けたたましい音を発しながら鹿型のモンスターを誘導した。
「5匹残ってるな、奴等にとってもここは大事な場所らしいな…」
「倒すしかないですね…」
「そうだな、不意打ちで倒せそうなのは一匹だけだから四匹とは正面から倒さないといけなくなるな…

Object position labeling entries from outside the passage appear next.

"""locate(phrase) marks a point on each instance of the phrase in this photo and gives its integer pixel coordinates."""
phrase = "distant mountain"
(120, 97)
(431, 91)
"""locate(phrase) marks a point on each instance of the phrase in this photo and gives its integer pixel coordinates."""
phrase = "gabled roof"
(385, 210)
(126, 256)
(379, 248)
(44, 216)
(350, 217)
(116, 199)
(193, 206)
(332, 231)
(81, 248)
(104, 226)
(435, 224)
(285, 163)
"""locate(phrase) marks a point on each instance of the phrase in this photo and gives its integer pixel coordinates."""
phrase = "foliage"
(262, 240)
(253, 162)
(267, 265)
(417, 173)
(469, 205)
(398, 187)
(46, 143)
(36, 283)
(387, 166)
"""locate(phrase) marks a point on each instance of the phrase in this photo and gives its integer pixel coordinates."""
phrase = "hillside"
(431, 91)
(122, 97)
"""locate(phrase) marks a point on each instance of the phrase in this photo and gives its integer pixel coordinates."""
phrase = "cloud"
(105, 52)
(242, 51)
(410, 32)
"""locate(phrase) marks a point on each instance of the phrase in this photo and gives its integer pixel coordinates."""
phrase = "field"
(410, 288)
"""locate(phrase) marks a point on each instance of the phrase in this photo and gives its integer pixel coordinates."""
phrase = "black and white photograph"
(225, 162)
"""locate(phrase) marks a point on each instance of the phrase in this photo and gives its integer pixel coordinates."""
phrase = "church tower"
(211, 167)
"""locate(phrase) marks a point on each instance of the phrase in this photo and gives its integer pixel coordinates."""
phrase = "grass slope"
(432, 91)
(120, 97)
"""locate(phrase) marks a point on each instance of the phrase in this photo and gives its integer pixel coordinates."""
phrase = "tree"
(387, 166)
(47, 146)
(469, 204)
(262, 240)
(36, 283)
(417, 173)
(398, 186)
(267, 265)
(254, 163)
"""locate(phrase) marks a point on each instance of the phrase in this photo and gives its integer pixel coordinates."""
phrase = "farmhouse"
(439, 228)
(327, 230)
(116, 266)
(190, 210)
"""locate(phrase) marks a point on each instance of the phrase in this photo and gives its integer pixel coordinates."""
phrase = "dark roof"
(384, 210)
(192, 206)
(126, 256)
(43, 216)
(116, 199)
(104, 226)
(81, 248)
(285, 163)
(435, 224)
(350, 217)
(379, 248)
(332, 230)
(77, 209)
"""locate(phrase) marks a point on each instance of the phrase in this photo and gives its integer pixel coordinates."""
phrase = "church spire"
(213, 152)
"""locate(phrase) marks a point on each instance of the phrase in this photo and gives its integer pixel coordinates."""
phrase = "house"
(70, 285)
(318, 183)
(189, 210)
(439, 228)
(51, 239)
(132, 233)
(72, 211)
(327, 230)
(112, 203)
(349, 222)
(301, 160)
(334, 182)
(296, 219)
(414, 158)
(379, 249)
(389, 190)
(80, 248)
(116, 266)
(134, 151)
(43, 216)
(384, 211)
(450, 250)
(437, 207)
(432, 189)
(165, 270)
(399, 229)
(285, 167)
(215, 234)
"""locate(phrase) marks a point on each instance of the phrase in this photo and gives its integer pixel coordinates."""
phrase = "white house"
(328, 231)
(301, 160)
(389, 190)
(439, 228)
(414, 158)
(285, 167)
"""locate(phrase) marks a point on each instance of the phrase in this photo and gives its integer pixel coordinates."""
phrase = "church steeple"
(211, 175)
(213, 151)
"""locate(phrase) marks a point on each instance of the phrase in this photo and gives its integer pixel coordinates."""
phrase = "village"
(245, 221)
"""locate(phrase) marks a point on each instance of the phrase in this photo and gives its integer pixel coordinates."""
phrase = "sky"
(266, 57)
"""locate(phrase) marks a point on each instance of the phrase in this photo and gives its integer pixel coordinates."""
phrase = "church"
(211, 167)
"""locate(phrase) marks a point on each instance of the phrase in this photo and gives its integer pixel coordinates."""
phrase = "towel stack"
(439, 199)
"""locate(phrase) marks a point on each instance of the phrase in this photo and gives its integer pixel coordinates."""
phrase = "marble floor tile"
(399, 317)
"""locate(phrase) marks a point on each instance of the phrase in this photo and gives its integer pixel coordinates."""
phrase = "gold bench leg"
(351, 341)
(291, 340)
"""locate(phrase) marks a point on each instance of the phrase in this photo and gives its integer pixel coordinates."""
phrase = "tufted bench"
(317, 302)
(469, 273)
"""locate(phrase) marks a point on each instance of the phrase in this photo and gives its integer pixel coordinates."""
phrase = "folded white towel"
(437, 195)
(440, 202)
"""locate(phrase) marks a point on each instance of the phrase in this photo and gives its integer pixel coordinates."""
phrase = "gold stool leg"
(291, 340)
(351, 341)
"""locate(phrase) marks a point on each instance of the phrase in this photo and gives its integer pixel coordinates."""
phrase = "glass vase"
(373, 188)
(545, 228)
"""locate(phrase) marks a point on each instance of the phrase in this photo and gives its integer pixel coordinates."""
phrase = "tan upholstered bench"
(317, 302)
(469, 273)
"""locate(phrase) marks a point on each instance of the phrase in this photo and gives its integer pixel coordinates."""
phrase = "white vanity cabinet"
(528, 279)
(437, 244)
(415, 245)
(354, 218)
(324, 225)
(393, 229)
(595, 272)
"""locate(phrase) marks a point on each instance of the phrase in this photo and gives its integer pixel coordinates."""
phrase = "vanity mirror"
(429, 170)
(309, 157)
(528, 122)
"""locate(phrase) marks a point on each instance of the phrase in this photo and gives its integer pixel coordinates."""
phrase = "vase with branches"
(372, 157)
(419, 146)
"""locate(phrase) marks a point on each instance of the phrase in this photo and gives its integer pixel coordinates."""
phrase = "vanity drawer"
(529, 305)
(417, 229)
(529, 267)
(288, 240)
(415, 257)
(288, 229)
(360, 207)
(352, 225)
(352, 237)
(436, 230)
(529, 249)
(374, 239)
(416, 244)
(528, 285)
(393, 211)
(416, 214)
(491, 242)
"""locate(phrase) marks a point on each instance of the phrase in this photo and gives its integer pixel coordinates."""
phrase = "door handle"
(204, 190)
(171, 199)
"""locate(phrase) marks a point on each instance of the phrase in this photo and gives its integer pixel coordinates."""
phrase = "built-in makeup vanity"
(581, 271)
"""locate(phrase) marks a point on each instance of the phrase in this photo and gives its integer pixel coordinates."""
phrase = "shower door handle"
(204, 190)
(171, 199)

まあ倒さなくても結界が機能しだしたらそれで成功になるから
不意打ちと同時に結界を起動してくれ
一分程2人で持ちこたえれば結界効果で奴等は手出し出来ないはずだ」
「解りました。」
2人は最低限の荷物だけを持って風下になるダンジョン奥に回り込み作戦を実行した。
一匹目を瀧山講師が槍で首元にある魔石のある場所に突き刺す。
酒臭いが、講師なだけあり急所を狙う精度は完璧だった。
斑鳩がそれに合わせ簡易結界を起動させる。
一分さえ耐えれば、5m四方は普通のモンスターは入れない結界を張り巡らせる。
しかし、一匹倒した事による異変と結界の起動音に反応し残りの四匹の鹿型は襲い掛ってきた。
斑鳩と瀧山講師は槍を構え対峙する。
人を見ると見境なしに襲ってくるモンスターであっても、流石に一瞬で仲間モンスターを一匹倒したのを警戒し飛び掛かるのを躊躇している。
この時点で10秒は経過している。
「斑鳩、結界は動かすなよ動かすと結界が形成されるまでの時間がリセットされる。」
「解ってます。それよりこいつらどうしましょ、四匹はキツイです。」
四匹は、斑鳩と瀧山講師を囲うように四方向に別れて構えだした。
「モンスターなのに連携とかこれだから群れでいるタイプ嫌いなんだよ」
瀧山講師が愚痴る
鹿型が斑鳩の方が弱いと察した四匹の狙いは斑鳩に向きだした。
「えっ?俺?」
「斑鳩いけるか?後40秒程だ、幸い岩山だから奴等も下手に速度は出せない
お前が走り出したら追いかけるがかわせるはずだ」
「無茶言いますね。でもそれしか無さそうです。」
斑鳩に向けての包囲網が狭くなって行く。
斑鳩は四匹中、1番小さい方に走り出す。
「一匹は任せろ!」
瀧山講師は、槍を大振りで一匹を完全に足止めする。
残りの3匹は、斑鳩を追いかけ出した。
斑鳩は岩場をすり抜けるかのように走り出す。
シールド(小)を、狼型に追いかけられた時の様に地面と水平方向に向け出現させ
足止めを試みたが、本当に一瞬の足止めにしかならなかった。
鹿型の角周辺は、非常に硬くなっている為にガラスを割るかのようにシールドを走りながら砕いていく。
「くそっ、ならこれではどうだ」
今度は、鹿型が追ってくるのを見越して足元にシールドを出現させながら逃げる。
すると、先頭にいた一匹がシールドを踏み抜き転んでしまう。
「よし!」
斑鳩は声を上げる。
「斑鳩、こっちに戻ってこい!」
瀧山講師が斑鳩を呼ぶ、数秒しかたっていないが、引きつけた鹿型を倒したようだった。
簡易結界前に戻った斑鳩は瀧山講師と横並びになる。
一匹はコケて少し離れているので、一瞬だけだが各自一対一の構図になった。
斑鳩を追いかけてきていた。鹿型は、2対2の構図になり動きを止める。
睨み合いの膠着状態だが、今回に限ってはそれはそれでいい
後数秒待てば結界が機能してくれるからだ。
「斑鳩避けろ!」
「えっ?うぐっ………」
斑鳩が不意を突かれ、吹き飛ばされる。
さっきコケていた鹿型が横から斑鳩を突き飛ばす。
角が刺さらなかったのは幸いだ。
更に幸いだったのは、簡易結界が起動し
斑鳩が飛ばされたのも簡易結界の中だった
その後の追撃を喰らわなくて済んだ。
池に残った鹿型は後3匹いるが、簡易結界内には手出しが出来ず膠着状態になっている。
それを尻目に、残りの簡易結界を次々に起動させ池全体を結界で覆い、鹿型を締め出した。